ENTREVISTA: Fabio Lione e Marcelo Barbosa falam sobre turnê acústica


Iniciada no último dia 14, a turnê Rocking Your Life tem datas previstas para quinze cidades do Brasil. Às vésperas de caírem na estrada, Fabio Lione (ainda na Itália) e Marcelo Barbosa (de Brasília), do Angra, conversaram com este jornalista e revelaram detalhes acerca do giro em formato inédito para ambos. Boa leitura!


Transcrição: João Marcello Calil

Fotos: Leca Suzuki/Divulgação e Gustavo Maiato/gustavomaiato.com.br


Marcelo Vieira: Vocês estão voltando aos palcos depois de mais de um ano parados. Como está a expectativa para o reencontro com os fãs?

Marcelo Barbosa: Imensa. Como estamos sempre nos palcos, viajando, conhecendo gente nova e encontrando amigos que fizemos em turnês passadas, acho que acabamos sentindo mais [os impactos da pandemia]. Não que todo mundo não esteja sentindo, porque, querendo ou não, [a pandemia] é uma situação atípica para todos nós. Por um lado, foi muito estranho; por outro, foi interessante passar mais tempo em casa, ter mais contato com a família e comigo mesmo. Temos que aprender a ver o lado bom das coisas e tirar algum proveito de todas as situações. E tenho certeza de que o público também está ansioso por essa volta.

Fabio Lione: Temos ainda que chegar à normalidade, o que acredito que aconteça daqui a uns seis meses, mas a situação já melhorou muito. Acho que foi uma boa ideia essa de fazer a turnê acústica, pois desse jeito podemos voltar aos palcos e ao contato com o público, o que acho muito importante para mim, para o Marcelo e para o Angra como um todo.

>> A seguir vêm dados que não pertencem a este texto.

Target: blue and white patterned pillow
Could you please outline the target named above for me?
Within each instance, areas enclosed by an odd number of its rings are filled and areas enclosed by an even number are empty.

MV: Fazer uma turnê acústica é algo que vocês já tinham em mente ou foi uma ideia que surgiu em razão da da pandemia?

FL: Já havia surgido antes, quando gravei quatro covers com outra banda que tenho na Itália – um do Judas Priest, um do Iron Maiden, um do Scorpions e um do Ozzy Osbourne – e os enviei para o Paulo [Baron], ex-empresário do Angra. Ele gostou muito, então falamos sobre fazer no futuro alguma coisa similar. Acho que essa conversa foi há quase um ano, mas só agora veio a oportunidade de tirarmos isso do papel.

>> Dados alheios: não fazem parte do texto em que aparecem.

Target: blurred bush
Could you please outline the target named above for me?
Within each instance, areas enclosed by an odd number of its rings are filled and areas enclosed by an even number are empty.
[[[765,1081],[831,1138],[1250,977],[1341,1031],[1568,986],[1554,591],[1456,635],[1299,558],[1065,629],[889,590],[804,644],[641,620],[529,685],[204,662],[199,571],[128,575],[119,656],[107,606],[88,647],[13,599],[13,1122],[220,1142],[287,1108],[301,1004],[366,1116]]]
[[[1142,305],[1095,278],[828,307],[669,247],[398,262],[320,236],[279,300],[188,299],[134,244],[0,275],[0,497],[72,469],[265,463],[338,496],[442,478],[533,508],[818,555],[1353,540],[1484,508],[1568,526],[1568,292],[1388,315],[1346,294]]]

MB: Meu instrumento principal é a guitarra, mas gosto de tocar violão. Cheguei a fazer alguns shows acústicos com o Alírio Netto, que hoje está no Shaman e é um amigo muito próximo. Muitas vezes fizemos shows acústicos em lugares pequenos demais para comportar uma banda completa. Também fiz shows desse tipo com o Almah e o próprio Angra. A gente já vem falando de uma turnê acústica do Angra há algum tempo, mas com a banda inteira. Esse formato voz e violão surgiu em razão da pandemia mesmo. Se a vida te der um limão, faça uma limonada. 


MV: No press-release da turnê, Marcelo define Fabio como uma das vozes mais incríveis que já pode conhecer. Além da voz, o que torna o Fabio um colega de banda tão especial?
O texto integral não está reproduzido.